The online marketplace that lets its customers buy items from Amazon with bitcoin today started looking an awful lot like Etsy, the website that puts a wide range of vendors directly in touch with buyers.
Backed by some of the biggest names in bitcoin, Purse’s launch of Purse Merchants, lets anyone sell almost anything in exchange for bitcoin. Almost.
The man in charge of helping recruit this new crop of vendors says the new business model is about more than just a new way for people to make money, it’s a way to grow the number people actually spending bitcoin in an organic way.
Purse community manager Thomas Hunt told CoinDesk:
“This is a great way for people who don’t have bitcoin to try it out. If you have any items around the house you can open a shop and sell them for bitcoin.”

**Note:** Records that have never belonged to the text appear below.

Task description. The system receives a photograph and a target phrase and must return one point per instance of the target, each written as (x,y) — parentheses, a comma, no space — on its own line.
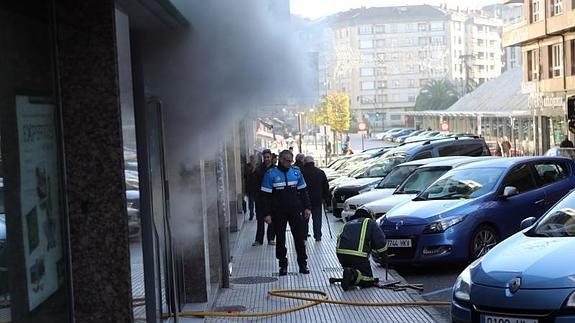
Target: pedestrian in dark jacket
(287,201)
(566,143)
(299,161)
(260,212)
(353,252)
(318,190)
(252,184)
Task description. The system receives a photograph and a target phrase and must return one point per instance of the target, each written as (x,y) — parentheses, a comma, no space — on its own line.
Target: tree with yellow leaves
(334,110)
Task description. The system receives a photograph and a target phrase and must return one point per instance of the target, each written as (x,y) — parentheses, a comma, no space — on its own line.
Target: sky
(318,8)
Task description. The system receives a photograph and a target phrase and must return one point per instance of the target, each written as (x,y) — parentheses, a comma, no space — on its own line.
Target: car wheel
(483,239)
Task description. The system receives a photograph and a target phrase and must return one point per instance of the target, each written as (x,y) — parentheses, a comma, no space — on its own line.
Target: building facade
(546,34)
(117,203)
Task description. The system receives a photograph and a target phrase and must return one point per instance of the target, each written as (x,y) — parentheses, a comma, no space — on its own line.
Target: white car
(388,185)
(415,183)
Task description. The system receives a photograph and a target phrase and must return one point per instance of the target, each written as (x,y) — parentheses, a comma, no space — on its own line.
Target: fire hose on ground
(324,298)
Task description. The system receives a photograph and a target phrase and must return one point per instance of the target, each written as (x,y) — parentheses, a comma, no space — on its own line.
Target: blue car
(528,278)
(470,209)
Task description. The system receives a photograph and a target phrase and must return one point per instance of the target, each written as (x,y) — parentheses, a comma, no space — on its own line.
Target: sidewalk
(254,265)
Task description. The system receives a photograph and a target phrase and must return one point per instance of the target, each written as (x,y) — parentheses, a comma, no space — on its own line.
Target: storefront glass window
(33,259)
(556,130)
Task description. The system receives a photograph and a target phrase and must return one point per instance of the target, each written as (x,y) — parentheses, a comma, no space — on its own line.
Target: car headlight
(365,189)
(462,287)
(442,225)
(570,301)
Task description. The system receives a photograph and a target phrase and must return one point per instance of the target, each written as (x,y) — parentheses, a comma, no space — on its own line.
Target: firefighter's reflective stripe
(361,278)
(267,190)
(362,235)
(360,244)
(339,237)
(351,252)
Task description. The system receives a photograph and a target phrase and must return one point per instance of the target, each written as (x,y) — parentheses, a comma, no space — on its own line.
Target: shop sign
(362,128)
(445,126)
(39,197)
(528,87)
(539,100)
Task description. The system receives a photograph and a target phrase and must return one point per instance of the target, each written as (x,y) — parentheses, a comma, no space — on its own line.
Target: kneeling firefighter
(357,238)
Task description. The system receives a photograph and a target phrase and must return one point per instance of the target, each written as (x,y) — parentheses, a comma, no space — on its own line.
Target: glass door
(160,282)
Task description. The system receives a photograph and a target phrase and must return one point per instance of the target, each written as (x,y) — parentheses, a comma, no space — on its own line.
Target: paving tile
(260,261)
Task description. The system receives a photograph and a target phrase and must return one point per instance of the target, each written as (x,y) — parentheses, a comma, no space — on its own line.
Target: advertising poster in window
(39,197)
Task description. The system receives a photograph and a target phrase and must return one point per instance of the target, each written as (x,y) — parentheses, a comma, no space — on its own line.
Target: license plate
(506,319)
(399,243)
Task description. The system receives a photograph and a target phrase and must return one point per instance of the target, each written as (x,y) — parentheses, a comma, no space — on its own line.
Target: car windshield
(383,167)
(559,221)
(353,162)
(569,153)
(336,163)
(396,176)
(462,184)
(359,170)
(420,180)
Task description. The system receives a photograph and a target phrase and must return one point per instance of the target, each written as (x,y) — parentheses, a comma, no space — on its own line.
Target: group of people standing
(282,194)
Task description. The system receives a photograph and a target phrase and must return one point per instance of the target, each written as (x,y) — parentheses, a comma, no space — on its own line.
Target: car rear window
(473,149)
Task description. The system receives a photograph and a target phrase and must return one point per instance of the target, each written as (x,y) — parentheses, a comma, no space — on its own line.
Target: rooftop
(390,14)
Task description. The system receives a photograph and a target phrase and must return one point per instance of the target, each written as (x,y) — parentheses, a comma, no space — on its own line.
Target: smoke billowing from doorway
(237,55)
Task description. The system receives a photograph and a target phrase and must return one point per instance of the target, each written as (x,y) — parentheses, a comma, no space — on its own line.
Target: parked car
(362,182)
(416,182)
(401,139)
(561,152)
(472,146)
(526,278)
(391,132)
(422,136)
(464,146)
(470,209)
(391,137)
(388,185)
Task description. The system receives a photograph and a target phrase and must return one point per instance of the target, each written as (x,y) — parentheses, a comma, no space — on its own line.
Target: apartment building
(382,57)
(510,14)
(546,35)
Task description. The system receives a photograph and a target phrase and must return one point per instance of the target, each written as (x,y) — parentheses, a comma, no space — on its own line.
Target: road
(437,281)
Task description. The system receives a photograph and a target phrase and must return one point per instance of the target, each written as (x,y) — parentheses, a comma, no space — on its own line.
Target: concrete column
(223,213)
(231,180)
(213,236)
(192,229)
(239,162)
(95,186)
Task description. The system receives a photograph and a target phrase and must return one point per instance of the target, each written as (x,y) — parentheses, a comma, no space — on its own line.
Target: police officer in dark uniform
(287,201)
(260,215)
(358,237)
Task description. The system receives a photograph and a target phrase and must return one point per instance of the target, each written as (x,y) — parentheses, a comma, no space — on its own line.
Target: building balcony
(521,32)
(551,85)
(570,80)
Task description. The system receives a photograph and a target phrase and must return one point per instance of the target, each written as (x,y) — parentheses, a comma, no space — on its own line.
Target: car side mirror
(526,223)
(509,191)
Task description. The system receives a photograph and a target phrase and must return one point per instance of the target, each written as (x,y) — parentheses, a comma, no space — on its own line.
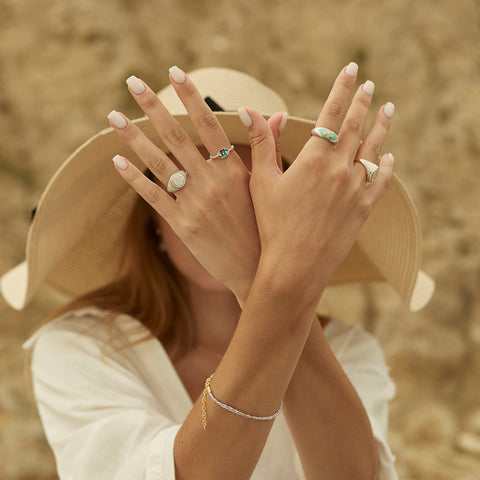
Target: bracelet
(208,390)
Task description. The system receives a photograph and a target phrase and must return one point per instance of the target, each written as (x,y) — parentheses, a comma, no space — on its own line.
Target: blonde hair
(150,290)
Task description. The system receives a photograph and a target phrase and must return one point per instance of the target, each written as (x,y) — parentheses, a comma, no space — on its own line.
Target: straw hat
(73,240)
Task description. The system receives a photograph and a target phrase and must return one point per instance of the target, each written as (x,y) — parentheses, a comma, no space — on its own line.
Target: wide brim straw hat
(73,241)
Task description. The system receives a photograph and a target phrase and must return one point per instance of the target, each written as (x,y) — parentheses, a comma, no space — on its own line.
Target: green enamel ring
(325,133)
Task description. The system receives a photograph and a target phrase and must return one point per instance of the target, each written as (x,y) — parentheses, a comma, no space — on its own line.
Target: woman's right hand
(213,215)
(309,217)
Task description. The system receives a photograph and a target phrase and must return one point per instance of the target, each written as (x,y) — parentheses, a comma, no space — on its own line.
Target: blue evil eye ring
(222,153)
(177,181)
(325,133)
(371,169)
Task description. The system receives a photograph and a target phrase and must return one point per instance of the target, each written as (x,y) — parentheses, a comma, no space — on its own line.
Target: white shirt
(116,417)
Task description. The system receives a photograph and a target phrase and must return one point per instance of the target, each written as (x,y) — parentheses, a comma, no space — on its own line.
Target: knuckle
(354,126)
(386,180)
(159,166)
(152,195)
(364,209)
(364,100)
(259,140)
(176,135)
(336,110)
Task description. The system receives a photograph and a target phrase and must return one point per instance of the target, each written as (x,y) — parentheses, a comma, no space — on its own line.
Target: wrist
(289,284)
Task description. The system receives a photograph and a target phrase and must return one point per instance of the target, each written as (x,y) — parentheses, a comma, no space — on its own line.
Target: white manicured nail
(369,87)
(245,117)
(117,119)
(283,122)
(389,109)
(352,69)
(120,162)
(136,85)
(177,75)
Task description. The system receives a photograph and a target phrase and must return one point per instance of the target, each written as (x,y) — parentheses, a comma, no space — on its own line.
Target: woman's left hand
(213,214)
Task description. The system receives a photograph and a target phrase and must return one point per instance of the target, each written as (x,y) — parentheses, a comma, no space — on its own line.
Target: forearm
(253,377)
(326,417)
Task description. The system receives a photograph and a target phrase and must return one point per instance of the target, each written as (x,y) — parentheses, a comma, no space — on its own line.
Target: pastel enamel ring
(325,133)
(222,153)
(371,169)
(177,181)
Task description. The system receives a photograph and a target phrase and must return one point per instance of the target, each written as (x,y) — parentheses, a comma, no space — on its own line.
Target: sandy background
(62,69)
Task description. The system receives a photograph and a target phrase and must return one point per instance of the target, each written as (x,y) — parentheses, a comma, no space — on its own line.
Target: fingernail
(352,69)
(245,117)
(369,87)
(283,122)
(177,75)
(136,85)
(117,119)
(389,109)
(120,162)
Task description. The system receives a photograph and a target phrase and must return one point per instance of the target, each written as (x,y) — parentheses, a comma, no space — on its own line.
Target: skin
(248,311)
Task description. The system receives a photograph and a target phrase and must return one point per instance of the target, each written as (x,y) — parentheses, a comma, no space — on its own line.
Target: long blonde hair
(151,289)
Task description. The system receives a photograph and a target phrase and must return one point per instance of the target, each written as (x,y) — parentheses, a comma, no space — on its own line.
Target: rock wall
(62,70)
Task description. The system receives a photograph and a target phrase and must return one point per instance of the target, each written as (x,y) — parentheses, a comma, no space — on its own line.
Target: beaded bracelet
(208,390)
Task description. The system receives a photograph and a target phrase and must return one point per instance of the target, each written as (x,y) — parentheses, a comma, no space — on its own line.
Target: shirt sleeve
(363,362)
(100,419)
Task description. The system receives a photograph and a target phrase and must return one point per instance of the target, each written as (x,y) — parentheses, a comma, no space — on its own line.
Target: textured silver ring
(325,133)
(222,153)
(371,169)
(177,181)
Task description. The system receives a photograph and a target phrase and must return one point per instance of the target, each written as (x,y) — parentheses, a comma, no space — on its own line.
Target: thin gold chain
(204,401)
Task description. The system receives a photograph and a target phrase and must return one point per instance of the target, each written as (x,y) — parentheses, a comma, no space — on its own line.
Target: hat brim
(73,241)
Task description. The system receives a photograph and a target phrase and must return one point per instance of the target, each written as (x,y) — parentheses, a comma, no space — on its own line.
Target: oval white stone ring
(177,181)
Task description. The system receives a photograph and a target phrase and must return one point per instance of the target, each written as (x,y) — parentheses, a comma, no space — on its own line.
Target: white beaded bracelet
(208,390)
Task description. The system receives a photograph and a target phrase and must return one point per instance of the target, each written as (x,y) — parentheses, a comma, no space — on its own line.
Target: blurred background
(63,66)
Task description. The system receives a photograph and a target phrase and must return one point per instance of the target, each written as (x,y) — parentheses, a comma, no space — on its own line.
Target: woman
(221,274)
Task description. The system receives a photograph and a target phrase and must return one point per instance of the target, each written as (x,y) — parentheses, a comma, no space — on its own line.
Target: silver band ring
(371,169)
(325,133)
(222,153)
(177,181)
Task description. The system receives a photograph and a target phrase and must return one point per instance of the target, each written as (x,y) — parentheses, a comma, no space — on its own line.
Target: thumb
(276,123)
(262,142)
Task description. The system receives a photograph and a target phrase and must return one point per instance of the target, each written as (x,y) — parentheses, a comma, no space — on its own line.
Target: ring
(222,153)
(177,181)
(325,133)
(371,169)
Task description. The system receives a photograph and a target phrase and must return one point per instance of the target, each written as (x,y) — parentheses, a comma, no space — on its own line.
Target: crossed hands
(239,213)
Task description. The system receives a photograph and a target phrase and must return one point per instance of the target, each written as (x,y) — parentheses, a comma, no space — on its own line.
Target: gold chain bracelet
(208,390)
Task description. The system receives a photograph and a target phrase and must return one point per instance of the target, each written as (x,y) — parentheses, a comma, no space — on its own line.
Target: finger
(262,143)
(375,190)
(156,160)
(205,122)
(277,123)
(152,193)
(372,146)
(335,108)
(353,126)
(169,129)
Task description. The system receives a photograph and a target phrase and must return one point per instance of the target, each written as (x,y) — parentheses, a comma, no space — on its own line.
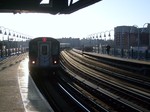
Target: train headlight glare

As of today, independent vendors can sell almost anything they want on the market. To make money on this new service, Purse charges a 1% fee to the vendor for each sale. There are no fees to list an item, and the customer’s funds are held in escrow until the purchase arrives.
For some perspective, Etsy’s charges 3.5% for every sale, eBay charges 4% to 9% and Amazon charges between 6% and 45%, based on the type of item or service being acquired.
New business model
As told in Michael J Casey and Paul Vigna’s book, “The Age of Cryptocurrency,” San Francisco-based Purse got its start in 2014 when its two founders, Andrew Lee and Kent Liu realized they could take advantage of arbitrage on Amazon gift cards by using them to buy items on the e-commerce market in exchange for bitcoin.
Amazon gift cards are used to buy items requested by Purse customers, who pay in bitcoin. Purse makes its money by charging fees to the buyer and on the arbitrage from business cards they buy from third-party gift card exchanges. The startup that was a member of Plug and Play’s first class to include bitcoin companies, and last month claimed to have processes $1m in monthly transactions.
Unlike the Amazon model, which frequently resulted in goods being purchased at a discount, there’s no guarantee that the lower fees charged to vendors will be passed onto customers.
Like the shops of Etsy, Purse’s vendors get to pick their own price. But Purse investor, Terrence Yang, of Yang Ventures, believes the vendor will likely end up choosing to pass on that savings as a way to differentiate his or her products.
Yang told CoinDesk:
“This is the promise of bitcoin. You should be able to match buyer and seller without having to go through intermediaries.”
When Purse’s founders first stared making plans to open their business model to other vendor they took a lesson from other bitcoin market places like PayIvy that let customers sell pretty much anything.
The market ended up being a gray market where hacked credentials to Hulu, Netflix and more could be purchased for $1, and was acquired in May 2015 for $260,000 in cash and stock.
“Purse Merchants is going to be a curated marketplace,” said Hunt.
Purse Merchants has been in beta for the past several months, with five companies testing out the Service, including airmattress startup Windcatcher, of Shark Tank fame, hardware bitcoin wallets Trezor and Ledger, and KangerTech which makes vaporizers to help quit smoking.
Based in San Francisco, Purse has raise $1.3m from Digital Currency Group, venture capitalist Roger Ver and Bobby Lee, CEO of BTC China, among others.
Disclaimer: CoinDesk is a subsidiary of Digital Currency Group, which has an ownership stake in Purse.